What Are the Tax Brackets in South Africa?
The tax brackets in South Africa are used to determine the tax rates and amounts you will be levied for tax. You should note that the tax rate you will get depends on the amount of money you earn from your employer or business. The following are the tax brackets for the 2024 tax year, which runs from 1 March 2023 to 29 February 2024.
Taxable Income Rates of Tax
1 – 237 100 18% of the amount taxable
237 101 – 370 500 R42 678 + 26% of the taxable income over 237 100
370 501 – 512 800 77 362 + 31% of taxable income more than 370 500
512 801 – 673 000 121 475 + 36% of taxable income more than 512 800
673 001 – 857 900 179 147 + 39% of taxable income over 673 000
857 901 – 1 817 000 251 258 + 41% of taxable income above 857 900
1 817 001 and above 644 489 + 45% of taxable income over 1 817 000
How Much Must You Earn to Submit a Tax Return in South Africa?

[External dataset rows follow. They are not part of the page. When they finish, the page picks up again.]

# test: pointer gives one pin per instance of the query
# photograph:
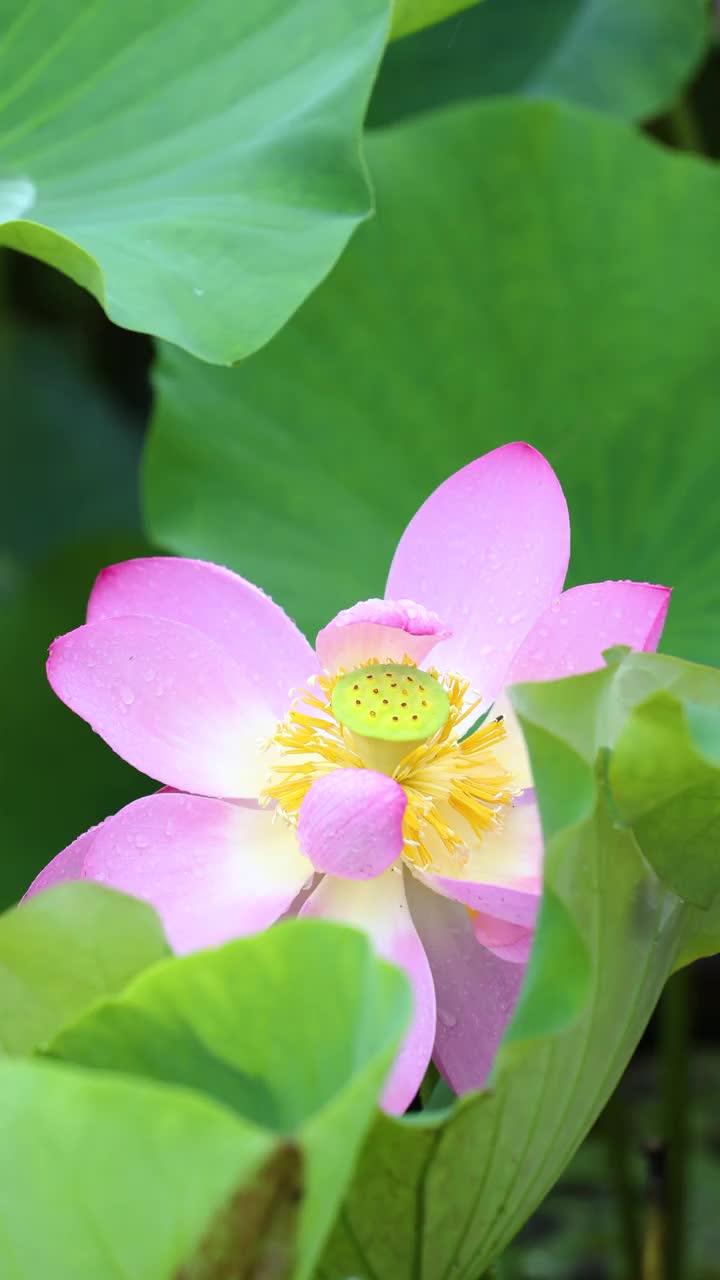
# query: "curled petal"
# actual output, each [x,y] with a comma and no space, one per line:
[475,990]
[351,823]
[572,635]
[213,871]
[488,551]
[268,648]
[384,630]
[169,700]
[379,906]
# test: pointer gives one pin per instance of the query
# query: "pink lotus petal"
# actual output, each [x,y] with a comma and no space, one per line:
[475,990]
[502,876]
[351,823]
[384,630]
[169,700]
[488,551]
[212,869]
[507,941]
[65,865]
[570,636]
[238,616]
[379,908]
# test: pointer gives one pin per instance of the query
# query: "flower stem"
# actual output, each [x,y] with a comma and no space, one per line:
[674,1048]
[616,1128]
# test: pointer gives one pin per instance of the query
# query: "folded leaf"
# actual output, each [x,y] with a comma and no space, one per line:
[64,949]
[196,168]
[442,1194]
[294,1029]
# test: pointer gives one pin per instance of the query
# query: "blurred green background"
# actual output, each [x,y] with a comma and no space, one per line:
[542,265]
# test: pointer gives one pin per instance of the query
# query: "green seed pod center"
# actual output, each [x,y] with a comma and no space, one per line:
[391,702]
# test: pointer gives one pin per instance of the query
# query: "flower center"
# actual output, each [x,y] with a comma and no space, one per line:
[388,708]
[409,723]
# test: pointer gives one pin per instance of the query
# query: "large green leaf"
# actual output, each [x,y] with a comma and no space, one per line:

Employees or pensioners earning more than the threshold are liable to pay tax. However, if you get your money from a single source, there may be no need to file a tax return. The threshold for submitting a tax return in South Africa is R500 000 per year or about R41 666 per month. If you get a bonus, your monthly earnings should be R38 461. This rule applies to individuals who meet the following requirements:
- You don’t earn extra money from other sources
- No income from running a business
- You have no side job that gives you money
- You don’t get a car allowance
- You don’t have a foreign currency account or own assets in a foreign country
- No shares in foreign companies
- SARS has not asked you to complete a tax return or auto-assessment
Who Qualifies to Pay Tax in South Africa?
Individuals who earn taxable income from employment, commission, or other sources qualify to pay tax in South Africa. Companies and close corporations are also entitled to pay corporate tax on their annual income. The state derives the bulk of its revenue from personal income tax and corporate tax. Non-residents are also eligible to pay taxes if they get their income from South African sources. To be on the safe side, you should check the type of income you get to determine whether you qualify to pay tax or not.

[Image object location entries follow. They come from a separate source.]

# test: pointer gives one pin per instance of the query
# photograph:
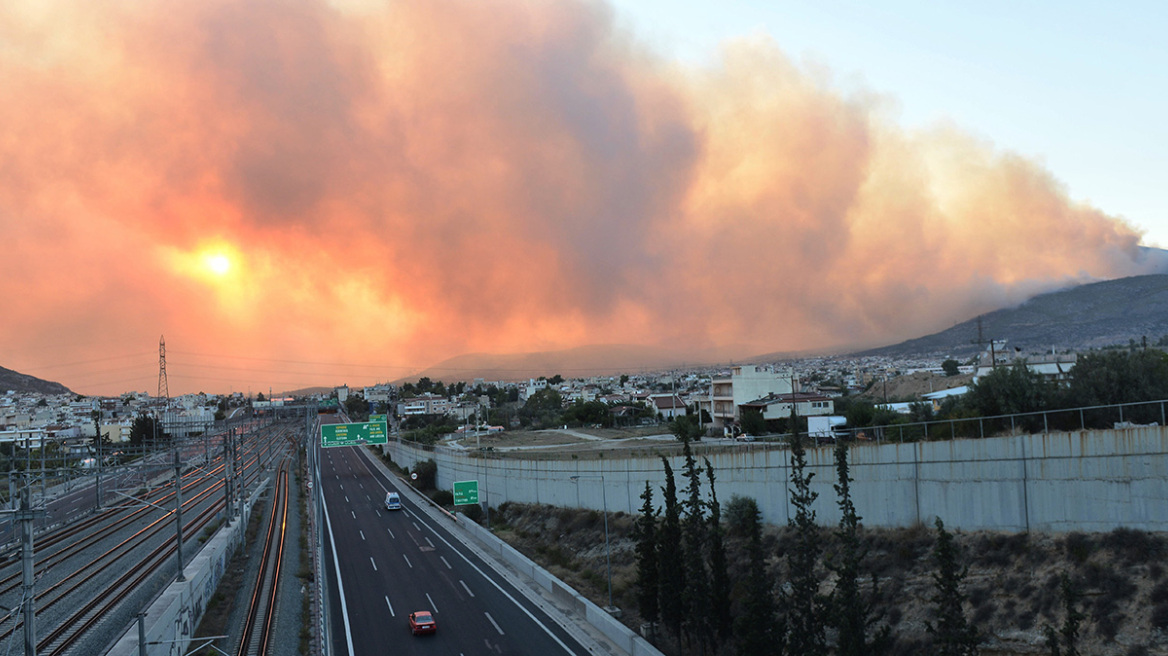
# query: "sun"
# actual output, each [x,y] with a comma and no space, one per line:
[217,264]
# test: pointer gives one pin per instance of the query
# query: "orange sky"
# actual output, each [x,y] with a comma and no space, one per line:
[308,193]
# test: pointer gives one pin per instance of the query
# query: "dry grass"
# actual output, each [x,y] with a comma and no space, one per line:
[1012,583]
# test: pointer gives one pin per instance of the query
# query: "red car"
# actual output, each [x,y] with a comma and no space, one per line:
[422,621]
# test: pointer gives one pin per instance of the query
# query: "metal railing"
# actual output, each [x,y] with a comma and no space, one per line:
[1118,416]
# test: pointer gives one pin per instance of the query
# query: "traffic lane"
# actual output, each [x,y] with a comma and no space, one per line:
[501,605]
[423,578]
[375,571]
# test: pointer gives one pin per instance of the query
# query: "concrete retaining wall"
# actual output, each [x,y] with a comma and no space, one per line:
[1084,480]
[618,633]
[172,619]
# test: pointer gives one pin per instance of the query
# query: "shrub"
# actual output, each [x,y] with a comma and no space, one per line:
[473,511]
[428,474]
[739,513]
[1133,546]
[1078,546]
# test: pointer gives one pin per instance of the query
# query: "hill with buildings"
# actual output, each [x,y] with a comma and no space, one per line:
[1095,315]
[582,362]
[18,382]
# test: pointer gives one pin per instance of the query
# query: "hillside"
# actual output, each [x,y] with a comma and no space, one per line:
[22,383]
[597,360]
[1086,316]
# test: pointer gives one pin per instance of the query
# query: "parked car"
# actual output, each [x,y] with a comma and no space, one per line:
[422,621]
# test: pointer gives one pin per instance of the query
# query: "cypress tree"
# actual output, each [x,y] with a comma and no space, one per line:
[853,613]
[952,633]
[648,576]
[720,570]
[697,581]
[805,606]
[758,629]
[672,581]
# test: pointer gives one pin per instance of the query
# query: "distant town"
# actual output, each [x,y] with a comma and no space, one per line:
[720,399]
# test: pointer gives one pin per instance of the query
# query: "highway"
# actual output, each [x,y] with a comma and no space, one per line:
[393,563]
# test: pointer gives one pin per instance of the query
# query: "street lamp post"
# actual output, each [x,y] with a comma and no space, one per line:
[607,552]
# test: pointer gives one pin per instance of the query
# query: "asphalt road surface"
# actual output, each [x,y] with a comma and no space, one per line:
[393,563]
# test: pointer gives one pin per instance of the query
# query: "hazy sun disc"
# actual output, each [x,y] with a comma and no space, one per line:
[217,264]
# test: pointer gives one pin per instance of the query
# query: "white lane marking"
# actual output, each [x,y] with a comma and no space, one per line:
[340,584]
[484,574]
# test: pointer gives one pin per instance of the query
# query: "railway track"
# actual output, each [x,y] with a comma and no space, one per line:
[92,590]
[262,609]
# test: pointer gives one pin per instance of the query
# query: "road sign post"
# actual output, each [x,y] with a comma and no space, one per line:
[353,434]
[466,493]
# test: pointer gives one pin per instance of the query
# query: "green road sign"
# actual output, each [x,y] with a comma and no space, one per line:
[466,493]
[350,434]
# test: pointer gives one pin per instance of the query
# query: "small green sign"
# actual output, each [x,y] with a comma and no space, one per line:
[466,493]
[352,434]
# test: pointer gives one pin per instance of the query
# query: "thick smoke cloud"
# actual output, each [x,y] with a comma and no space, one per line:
[412,180]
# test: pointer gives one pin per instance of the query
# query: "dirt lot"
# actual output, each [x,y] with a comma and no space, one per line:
[562,435]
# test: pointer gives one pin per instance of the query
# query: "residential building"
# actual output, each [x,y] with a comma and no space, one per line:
[778,406]
[742,385]
[668,406]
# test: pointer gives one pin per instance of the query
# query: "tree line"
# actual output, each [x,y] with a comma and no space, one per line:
[692,602]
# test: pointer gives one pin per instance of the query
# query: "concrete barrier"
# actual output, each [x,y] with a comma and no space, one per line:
[173,616]
[616,632]
[1077,481]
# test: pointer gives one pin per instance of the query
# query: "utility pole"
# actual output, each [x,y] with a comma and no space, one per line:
[228,480]
[28,607]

What Happens if You Don’t Submit a Tax Return South Africa?
Never fool yourself into believing that you can get away with the case of not filing your tax return. SARS gathers information from various sources to ensure that all individuals and businesses that earn taxable income file their tax returns. Evading tax can lead to serious consequences like penalties or criminal investigation.

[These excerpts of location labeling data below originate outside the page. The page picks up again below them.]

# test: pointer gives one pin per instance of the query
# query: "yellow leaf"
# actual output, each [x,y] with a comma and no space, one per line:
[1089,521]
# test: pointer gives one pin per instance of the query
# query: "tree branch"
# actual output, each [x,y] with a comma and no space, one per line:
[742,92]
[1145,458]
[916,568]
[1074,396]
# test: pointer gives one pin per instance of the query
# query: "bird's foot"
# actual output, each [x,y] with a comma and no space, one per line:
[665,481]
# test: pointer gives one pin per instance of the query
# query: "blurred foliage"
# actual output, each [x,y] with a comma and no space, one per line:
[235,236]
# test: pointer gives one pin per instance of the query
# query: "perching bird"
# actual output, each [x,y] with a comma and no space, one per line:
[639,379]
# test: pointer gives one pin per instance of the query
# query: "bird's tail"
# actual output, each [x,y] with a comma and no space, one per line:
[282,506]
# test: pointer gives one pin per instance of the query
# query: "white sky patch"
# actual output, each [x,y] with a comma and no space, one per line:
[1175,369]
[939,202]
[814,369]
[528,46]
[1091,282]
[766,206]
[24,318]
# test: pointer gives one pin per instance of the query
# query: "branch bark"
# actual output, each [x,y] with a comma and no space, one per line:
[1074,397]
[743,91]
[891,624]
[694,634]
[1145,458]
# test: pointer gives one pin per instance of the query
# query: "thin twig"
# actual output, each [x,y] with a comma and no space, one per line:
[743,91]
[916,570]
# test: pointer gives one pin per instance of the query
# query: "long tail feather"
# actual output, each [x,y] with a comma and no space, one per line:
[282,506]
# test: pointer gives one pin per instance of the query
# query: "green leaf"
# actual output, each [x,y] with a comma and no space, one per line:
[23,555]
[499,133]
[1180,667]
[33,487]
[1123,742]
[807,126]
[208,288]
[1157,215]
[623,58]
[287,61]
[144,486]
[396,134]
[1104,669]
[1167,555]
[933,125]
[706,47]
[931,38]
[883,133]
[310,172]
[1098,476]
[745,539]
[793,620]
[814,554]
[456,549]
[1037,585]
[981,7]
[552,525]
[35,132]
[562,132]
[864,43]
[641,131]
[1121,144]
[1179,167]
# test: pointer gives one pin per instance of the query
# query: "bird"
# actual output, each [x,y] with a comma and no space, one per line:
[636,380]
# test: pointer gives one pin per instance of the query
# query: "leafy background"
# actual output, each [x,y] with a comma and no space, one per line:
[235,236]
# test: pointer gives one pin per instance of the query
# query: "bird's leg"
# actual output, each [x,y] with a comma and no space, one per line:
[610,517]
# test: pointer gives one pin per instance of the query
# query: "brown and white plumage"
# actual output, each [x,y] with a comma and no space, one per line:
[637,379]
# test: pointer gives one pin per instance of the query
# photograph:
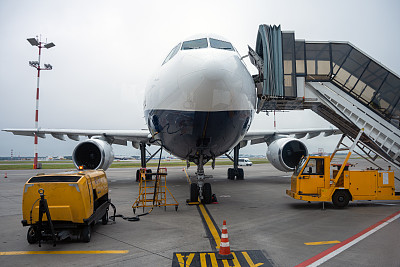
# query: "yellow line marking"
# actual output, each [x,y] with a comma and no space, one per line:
[64,252]
[249,261]
[321,243]
[210,225]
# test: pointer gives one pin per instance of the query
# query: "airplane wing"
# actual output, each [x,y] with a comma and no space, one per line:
[120,137]
[257,137]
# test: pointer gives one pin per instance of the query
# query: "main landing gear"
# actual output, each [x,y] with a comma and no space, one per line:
[200,190]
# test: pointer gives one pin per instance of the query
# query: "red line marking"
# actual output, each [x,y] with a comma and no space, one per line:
[329,250]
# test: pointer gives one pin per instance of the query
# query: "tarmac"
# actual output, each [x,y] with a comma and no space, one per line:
[265,226]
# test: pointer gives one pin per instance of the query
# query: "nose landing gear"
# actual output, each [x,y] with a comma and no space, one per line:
[200,190]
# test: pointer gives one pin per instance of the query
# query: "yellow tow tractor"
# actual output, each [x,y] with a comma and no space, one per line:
[312,181]
[57,206]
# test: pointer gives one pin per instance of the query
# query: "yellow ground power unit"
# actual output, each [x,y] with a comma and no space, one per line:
[312,181]
[57,206]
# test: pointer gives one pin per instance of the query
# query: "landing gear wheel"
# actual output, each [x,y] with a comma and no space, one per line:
[231,174]
[86,234]
[148,175]
[32,235]
[194,193]
[340,199]
[137,175]
[240,174]
[207,193]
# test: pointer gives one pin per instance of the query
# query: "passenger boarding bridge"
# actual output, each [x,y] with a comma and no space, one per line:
[336,80]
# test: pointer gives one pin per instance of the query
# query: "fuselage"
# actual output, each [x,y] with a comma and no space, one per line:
[202,99]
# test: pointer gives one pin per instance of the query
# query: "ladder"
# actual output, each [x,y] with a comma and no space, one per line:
[153,193]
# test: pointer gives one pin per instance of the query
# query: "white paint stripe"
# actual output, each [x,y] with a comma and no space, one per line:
[355,241]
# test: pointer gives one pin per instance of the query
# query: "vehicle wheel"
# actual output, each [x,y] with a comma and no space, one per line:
[194,193]
[32,235]
[148,175]
[86,234]
[340,199]
[104,219]
[137,175]
[207,193]
[231,175]
[240,174]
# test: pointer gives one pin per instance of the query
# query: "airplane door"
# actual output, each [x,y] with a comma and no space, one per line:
[312,177]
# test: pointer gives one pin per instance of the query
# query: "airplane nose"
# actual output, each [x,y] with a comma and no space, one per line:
[213,70]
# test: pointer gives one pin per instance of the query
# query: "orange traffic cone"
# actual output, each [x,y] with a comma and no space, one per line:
[224,247]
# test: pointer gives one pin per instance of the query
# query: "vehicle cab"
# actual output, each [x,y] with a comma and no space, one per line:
[245,162]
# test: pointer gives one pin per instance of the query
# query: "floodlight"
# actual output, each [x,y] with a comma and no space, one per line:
[49,45]
[33,41]
[34,63]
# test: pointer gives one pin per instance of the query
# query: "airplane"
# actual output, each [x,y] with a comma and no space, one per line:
[199,105]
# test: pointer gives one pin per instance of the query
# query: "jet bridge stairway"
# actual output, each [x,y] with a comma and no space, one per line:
[334,79]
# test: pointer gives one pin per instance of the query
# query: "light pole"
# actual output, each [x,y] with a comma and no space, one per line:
[36,65]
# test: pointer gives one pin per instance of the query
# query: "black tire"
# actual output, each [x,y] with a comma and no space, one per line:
[104,219]
[86,234]
[137,175]
[32,235]
[240,174]
[148,175]
[194,193]
[207,193]
[340,199]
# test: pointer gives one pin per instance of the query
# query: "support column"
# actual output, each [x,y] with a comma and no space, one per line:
[143,155]
[236,156]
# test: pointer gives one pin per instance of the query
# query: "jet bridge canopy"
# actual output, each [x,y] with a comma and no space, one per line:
[340,63]
[336,80]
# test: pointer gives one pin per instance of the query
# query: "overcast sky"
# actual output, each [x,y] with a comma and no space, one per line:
[107,50]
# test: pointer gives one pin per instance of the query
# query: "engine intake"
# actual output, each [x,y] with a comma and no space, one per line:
[93,154]
[285,153]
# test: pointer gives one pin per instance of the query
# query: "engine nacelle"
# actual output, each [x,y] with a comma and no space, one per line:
[285,153]
[93,154]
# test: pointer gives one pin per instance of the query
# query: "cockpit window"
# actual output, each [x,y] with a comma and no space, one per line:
[195,44]
[172,53]
[214,43]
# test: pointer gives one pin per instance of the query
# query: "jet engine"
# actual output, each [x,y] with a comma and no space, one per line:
[93,154]
[285,153]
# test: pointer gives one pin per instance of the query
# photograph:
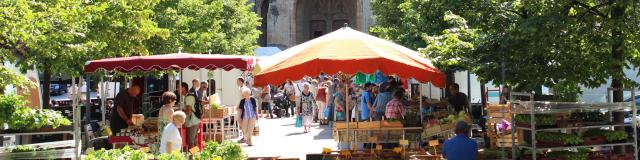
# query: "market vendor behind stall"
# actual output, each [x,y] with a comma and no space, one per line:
[127,104]
[457,99]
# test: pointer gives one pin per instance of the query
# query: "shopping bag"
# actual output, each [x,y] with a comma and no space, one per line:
[298,121]
[326,112]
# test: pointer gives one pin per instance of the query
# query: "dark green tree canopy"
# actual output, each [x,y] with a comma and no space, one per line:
[549,43]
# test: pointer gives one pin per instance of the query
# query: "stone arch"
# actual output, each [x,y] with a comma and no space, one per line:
[318,17]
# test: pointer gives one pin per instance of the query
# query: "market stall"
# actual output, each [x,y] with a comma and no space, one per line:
[347,52]
[145,132]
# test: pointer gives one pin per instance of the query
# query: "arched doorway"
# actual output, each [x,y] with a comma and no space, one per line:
[315,18]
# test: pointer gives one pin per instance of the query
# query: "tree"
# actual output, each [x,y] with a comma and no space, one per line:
[560,44]
[60,36]
[222,26]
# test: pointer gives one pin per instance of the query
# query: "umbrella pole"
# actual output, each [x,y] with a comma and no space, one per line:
[347,118]
[420,100]
[102,98]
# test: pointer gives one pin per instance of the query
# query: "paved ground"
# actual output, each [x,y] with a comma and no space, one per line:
[278,137]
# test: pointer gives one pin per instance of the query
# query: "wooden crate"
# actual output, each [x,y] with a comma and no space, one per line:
[343,125]
[214,113]
[369,125]
[432,130]
[446,127]
[498,108]
[392,124]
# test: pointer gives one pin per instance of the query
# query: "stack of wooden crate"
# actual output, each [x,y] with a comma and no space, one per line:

If you fail to register for tax and submit your tax return, SARS can penalize you. For instance, you can get a fixed recurring monthly penalty that ranges from R250 to R16 000 per month, depending on the taxable amount you get. This penalty comes with interest, and it will be applied for 35 months. Therefore, it is a good idea to settle your debt, even if you don’t agree with the penalty, so that it does not continue to accrue interest.
If you are struggling with several outstanding tax returns, you can consider the voluntary disclosure program (VDP). With VDP, SARS cannot prosecute criminally, and you will get some relief from settling your penalties. Remember that SARS has the power to get garnishee orders to recover funds owed by the employees. It can also access your bank account without your approval.
If you earn taxable income in South Africa, you should ensure that you pay your taxes and file your tax return on time. Some individuals and companies are exempt from paying taxes due to various factors. Failure to file your tax return can lead to serious implications that can affect your financial situation in the future.